In 1988, Alzheimer's disease (AD) was a disease defined only by its progressive dementia and characteristic post-mortem brain biopsy pattern of tangled neurological fibers (now called Tau tangles) and accumulation of protein clumps (now called amyloid plaques). 82 years after this debilitating disease was first described by Dr. Alois Alzheimer in 1906, ".... clinical diagnosis was uncertain, you could only diagnose it reliably with histopathology, no genes were known to be associated with it and the prevalent view was that nothing can be done about it and anyway, it is an inevitable part of ageing." So said Professor David Smith, Professor Emeritus of Pharmacology at the University of Oxford in a recent address to a global audience of vitamin B12 scientist members of CluB-12 UK, a non-profit organization recently formed to foster scientific cooperation to advance recognition, diagnosis and management of B12 related medical conditions.
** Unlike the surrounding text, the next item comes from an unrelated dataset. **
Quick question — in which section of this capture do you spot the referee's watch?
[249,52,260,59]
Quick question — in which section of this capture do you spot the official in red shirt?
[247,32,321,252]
The part of the brain that is important for memory and cognitive function is also the part that demonstrates the most extensive pathological change in AD, and Professor Smith and his colleagues set out to see whether the new technology of CT scanning (about 10 years old at that time) could pick up these changes while the patient was still alive. What they discovered when they started looking at CT scans, was that this part of the brain was not captured on the scan. The radiologist explained that the angle of radial imaging of the CT device was purposely set to image most of the brain, but not all of it, for fear of giving excess radiation to the orbit. The part that it missed completely was the the hippocampus in the medial temporal lobe - the precise location of degeneration in AD.

The scientists persuaded their radiology colleagues to add an approach to include this part of the brain (behind the orbit) and they developed a protocol to measure the thickness of the medial temporal lobe (MTL) and struck gold. Scanning patients (with AD and dementia) and control subjects (without) for one or more years before death confirmed that an MTL below a threshold thickness diagnosed AD in 80% of patients (confirmed by post-mortem histology). The false positive rate was 1%. This was a huge break-through. Being able to identify changes that correlate so highly with this disease during life and non-invasively was critical in being able to explore ways to prevent or mitigate its impact.